Он прошел мимо меня, упруго и легко нес он свою обнаженную голову на обнаженной шее, выступавшей из открытого ворота синей рубашки, дружелюбно и весело удалялся он по вечерней улице, его ноги шагали почти неслышно, не то в легких сандалиях, не то в обуви гимнаста. Я пошел за ним, не имея притом никаких намерений. Разве мог я не пойти за ним? Он спускался по улице вниз, и какой бы легкой, упругой, юношеской ни была его походка, она одновременно была вечерней, имела в себе тональность сумерек, звучала в лад часу, составляла единое целое с ним, с приглушенными звуками из глубины затихающего города, с неясным светом первых фонарей, которые в это время как раз начинали загораться.

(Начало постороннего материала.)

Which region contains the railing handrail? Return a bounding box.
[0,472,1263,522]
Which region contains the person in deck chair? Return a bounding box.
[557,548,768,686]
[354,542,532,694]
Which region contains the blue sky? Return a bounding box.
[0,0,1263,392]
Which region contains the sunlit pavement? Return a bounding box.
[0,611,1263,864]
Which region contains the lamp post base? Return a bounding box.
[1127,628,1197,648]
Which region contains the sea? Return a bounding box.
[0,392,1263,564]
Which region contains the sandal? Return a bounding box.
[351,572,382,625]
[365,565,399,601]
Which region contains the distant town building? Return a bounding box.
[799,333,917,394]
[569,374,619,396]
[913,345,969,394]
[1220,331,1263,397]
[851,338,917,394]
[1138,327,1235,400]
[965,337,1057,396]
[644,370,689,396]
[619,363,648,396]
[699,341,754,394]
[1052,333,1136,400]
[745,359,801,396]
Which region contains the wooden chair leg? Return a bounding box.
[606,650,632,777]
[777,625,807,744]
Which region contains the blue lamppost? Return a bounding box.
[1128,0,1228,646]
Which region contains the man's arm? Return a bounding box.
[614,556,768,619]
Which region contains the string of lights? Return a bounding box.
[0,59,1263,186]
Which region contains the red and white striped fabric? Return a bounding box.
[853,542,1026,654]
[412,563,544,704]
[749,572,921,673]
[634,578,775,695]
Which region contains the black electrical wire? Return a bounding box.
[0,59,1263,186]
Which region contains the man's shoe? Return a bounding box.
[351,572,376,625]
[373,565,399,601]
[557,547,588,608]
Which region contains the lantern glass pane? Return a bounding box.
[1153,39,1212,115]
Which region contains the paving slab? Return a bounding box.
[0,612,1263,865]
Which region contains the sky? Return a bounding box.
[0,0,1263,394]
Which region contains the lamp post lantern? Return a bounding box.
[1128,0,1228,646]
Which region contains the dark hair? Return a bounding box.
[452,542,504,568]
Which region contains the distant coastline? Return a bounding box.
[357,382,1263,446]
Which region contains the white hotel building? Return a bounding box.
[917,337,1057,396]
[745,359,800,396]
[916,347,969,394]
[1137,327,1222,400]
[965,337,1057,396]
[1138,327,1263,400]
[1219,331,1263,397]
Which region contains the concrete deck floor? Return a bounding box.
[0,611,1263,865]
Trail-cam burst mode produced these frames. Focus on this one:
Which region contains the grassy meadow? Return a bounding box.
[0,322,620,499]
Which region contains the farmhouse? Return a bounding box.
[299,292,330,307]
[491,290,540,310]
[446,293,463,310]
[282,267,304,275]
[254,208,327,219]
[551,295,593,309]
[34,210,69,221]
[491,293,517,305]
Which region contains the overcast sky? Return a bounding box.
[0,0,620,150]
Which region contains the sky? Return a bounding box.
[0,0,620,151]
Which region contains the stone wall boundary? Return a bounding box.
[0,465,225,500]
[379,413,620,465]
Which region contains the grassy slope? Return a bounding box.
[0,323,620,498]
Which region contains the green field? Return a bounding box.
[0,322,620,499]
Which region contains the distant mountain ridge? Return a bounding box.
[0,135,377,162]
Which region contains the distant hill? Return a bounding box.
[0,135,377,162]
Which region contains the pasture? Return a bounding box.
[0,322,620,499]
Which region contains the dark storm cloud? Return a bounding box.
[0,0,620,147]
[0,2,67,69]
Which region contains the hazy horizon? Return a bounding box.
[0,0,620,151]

Дойдя до сквера, что у ворот церкви святого Павла, он свернул, исчез между высокими круглящимися кустами, и я прибавил шагу, боясь его потерять. Тут он появился снова, он неторопливо шествовал под ветвями акаций и сирени. Дорожка в этом месте змеится двумя извивами между низкорослых деревьев, на краю газона стоят две скамейки. Здесь, в тени ветвей, было уже по-настоящему темно. Лео прошел мимо первой скамейки, на ней сидела парочка, следующая скамейка была пуста, он сел на нее, прислонился, запрокинул голову и некоторое время глядел вверх на листву и на облака. Затем он достал из кармана маленькую круглую коробочку из белого металла, поставил ее рядом с собой на скамейку, отвинтил крышку, и принялся не спеша выуживать что-то из коробочки своими ловкими пальцами, отправлять себе в рот и с удовольствием поедать. Я сначала расхаживал взад и вперед у края кустов; потом подошел к его скамейке и присел на другой конец. Он взглянул в мою сторону, посмотрел своими светлыми серыми глазами мне в лицо и продолжал есть. Он ел сушеные фрукты, несколько слив и половинок абрикосов. Он брал их, одну за другой, двумя пальцами, чуть-чуть сжимал и ощупывал каждую, отправлял в рот и жевал медленно, с наслаждением. Прошло порядочно времени, пока он взял и вкусил последнюю дольку. Тогда он снова закрыл коробочку и положил ее в карман, откинулся и вытянул ноги; я увидел, что у его матерчатых туфель были плетеные подошвы.
— Сегодня ночью будет дождь, — сказал он неожиданно, и я не знал, обращается он ко мне или к себе самому.
— Возможно, — отозвался я с некоторым смущением; ибо если он до сих пор не узнал меня ни по облику, ни по походке, то мне казалось вероятным, более того, почти несомненным, что теперь он узнает меня по голосу.
Но нет, он отнюдь меня не узнал, даже по голосу, и, хотя это отвечало моему первоначальному желанию, я почувствовал, что глубоко разочарован. Он меня не узнал. В то время как сам он за десять лет остался прежним, словно бы даже не изменился в возрасте, со мной, увы, дело обстояло иначе.
— Вы отлично насвистываете, — сказал я, — я слышал вас еще там, наверху, на улице Зайлерграбен. Мне очень понравилось. Видите ли, я прежде был музыкантом.
— Музыкантом? — переспросил он дружелюбно. — Прекрасное занятие. Вы что же, его бросили?
— Да, с некоторых пор. Я даже продал скрипку.
— Вот как? Жаль. Вы бедствуете? Я хотел сказать: вы не голодны? У меня еще есть дома еда и несколько марок в кармане.
— О нет, — сказал я торопливо, — я не это имел в виду. Я живу в полном достатке, у меня есть больше, чем мне нужно. Но я вам сердечно благодарен, это так мило с вашей стороны, что вы хотите меня угостить. Доброжелательных людей встречаешь так редко.
— Вы думаете? Что ж, возможно. Люди бывают разные, подчас они весьма странны. Вы тоже странный человек.
— Я? Почему так?
— Хотя бы потому, что у вас есть деньги, а вы продаете скрипку! Выходит, музыка вас больше не радует?
— Знаете, иногда случается, что человека перестает радовать именно то, что прежде было ему дорого. Случается, что музыкант продает свою скрипку или разбивает ее о стену или что живописец в один прекрасный день сжигает все свои картины. Вы никогда о таком не слышали?